Under Florida law, a 13-year-old can have an abortion without her parents knowing or agreeing.
In 1988 and 1999, Florida tried to pass laws requiring minors to get their parents' permission to have an abortion. The Florida Supreme Court struck both down as unconstitutional.
Because L.G. was abused or neglected, she has no legal parents but the state. But even as her custodian, the state has no more right to stop her decision than her parents would, the ACLU said. The ACLU asked the courts to act quickly. As she moves into the third month of her pregnancy, the abortion will become more risky. The state should be more concerned with how L.G. was able to get pregnant in state care. However it happened, "forcing a 13-year-old to carry an unwanted pregnancy to term ... is just plain cruel.

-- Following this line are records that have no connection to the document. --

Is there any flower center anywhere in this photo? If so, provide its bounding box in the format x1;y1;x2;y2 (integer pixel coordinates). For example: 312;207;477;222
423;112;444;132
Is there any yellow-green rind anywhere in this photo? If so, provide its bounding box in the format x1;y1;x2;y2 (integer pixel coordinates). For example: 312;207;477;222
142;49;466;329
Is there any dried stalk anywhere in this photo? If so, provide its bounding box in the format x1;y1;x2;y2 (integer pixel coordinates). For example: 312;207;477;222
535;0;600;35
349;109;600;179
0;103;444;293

This is what you get when ideology dictates child welfare decisions."
Here, Bitch PhD takes us to the trial and shows us, in a few brief exchanges, that this abused girl can stand up to the State and the judge:
"Remember the argument about whether or not a 13-year old girl in Florida has the right to an abortion? Whether or not the state has the right to think for her, b/c she's a minor, blah fucking blah?
Well all of us can just shut the fuck up, b/c this is one 13-year-old girl who doesn't need anyone to speak for her. Read this, and then, if necessary, re-think that idea that women--including 13-year old girls in foster care--can't be trusted to think through the realities of abortion on their own. Better than some goddamn bureaucrat at the DCF or a judge who isn't the one carrying the pregnancy.

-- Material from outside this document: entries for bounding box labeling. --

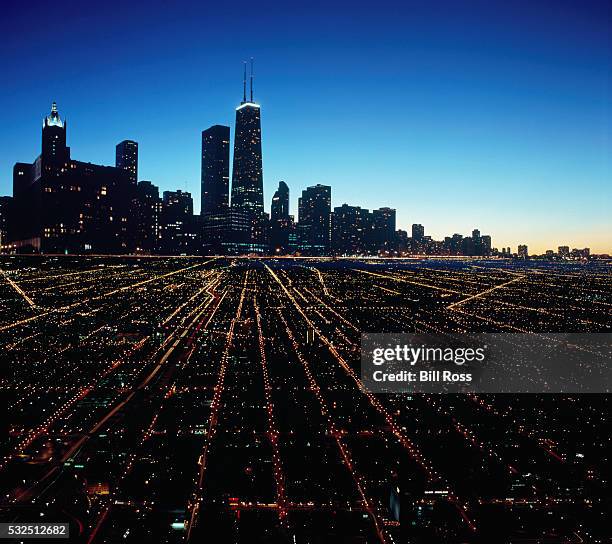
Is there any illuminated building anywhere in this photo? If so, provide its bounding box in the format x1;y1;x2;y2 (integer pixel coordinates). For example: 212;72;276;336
232;61;264;216
297;184;331;256
115;140;138;184
332;204;371;255
135;181;162;254
201;125;230;215
270;181;295;254
12;102;133;253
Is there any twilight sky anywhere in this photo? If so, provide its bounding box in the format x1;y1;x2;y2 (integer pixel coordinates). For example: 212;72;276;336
0;0;612;253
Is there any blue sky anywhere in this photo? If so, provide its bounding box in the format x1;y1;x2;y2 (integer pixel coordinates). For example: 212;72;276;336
0;0;612;252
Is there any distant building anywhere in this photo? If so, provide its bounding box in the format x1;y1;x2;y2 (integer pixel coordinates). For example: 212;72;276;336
412;223;425;241
297;184;331;256
135;181;162;255
202;207;270;255
161;190;199;255
115;140;138;184
201;125;230;215
10;102;134;253
270;181;295;255
570;247;591;259
0;196;13;252
367;208;396;254
480;234;492;257
232;63;264;217
332;204;371;255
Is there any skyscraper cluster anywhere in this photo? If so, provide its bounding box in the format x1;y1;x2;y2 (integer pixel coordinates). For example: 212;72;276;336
5;65;588;259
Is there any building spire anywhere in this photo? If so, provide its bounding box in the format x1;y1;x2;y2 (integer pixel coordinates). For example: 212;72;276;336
242;60;246;104
251;57;253;102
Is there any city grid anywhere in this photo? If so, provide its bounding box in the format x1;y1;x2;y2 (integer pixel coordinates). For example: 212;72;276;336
0;256;612;543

L.G.: Why can't I make my own decision?
Judge Alvarez: I don't know.
L.G.: You don't know? Aren't you the judge?
DCF: The Department of Children and Families has the custodial responsibility to do what is in the best interest of the child.
L.G.: I think if I want to make the decision, it's my business and I can do that. It would make no sense to have the baby. I don't think I should have the baby because I'm 13, I'm in a shelter and I can't get a job. DCF would take the baby anyway [but] If I do have it, I'm not going to let them take it.
Judge Alvarez (paraphrase): Who is the father?
L.G.: That's not really necessary.
Then Bitch PhD tells a bit more about how it all happened:
"Judge Alvarez said, 'ok, you can have your abortion,' the DCF said, 'we won't drive her to the clinic,' the judge said, 'fine, her attorneys can drive her,' and they were on their way to pick her up when the DCF filed an appeal.
In other words, basically, the plan is to drag this out until the girl is forced to have the baby. I read, at some point, a horrific sci-fi short story told from the pov of a man whose mother was being held in prison, chained to the wall, in order to force her to carry a baby to term (he himself had been, if memory serves, an unwanted pregnancy and she had been forced to bear him). That's basically what's going on here, and Jeb Bush and the state of Florida have done it before. Last time was a mentally retarded rape victim. Nice, huh? Ya gotta love this statement:
In a statement released at 8 p.m., the DCF's West Palm Beach spokeswoman, Marilyn Munoz, quoted from a state law: ''In no case shall the department consent to sterilization, abortion or termination of life support.'' Munoz added: "The DCF has the custodial responsibility to do what is in the best interest of the child, as state law requires.''
Yes, the DCF damn well does have that custodial responsibility. And by jerking this girl around, they are snowing they do NOT have her best interests at stake. There is no way that forcing her to bear a child she does not want, at risk to her mental and physical health, is in her best interests. This kind of shit is what the word "motherfucker" was invented for, just so you know. IMHO.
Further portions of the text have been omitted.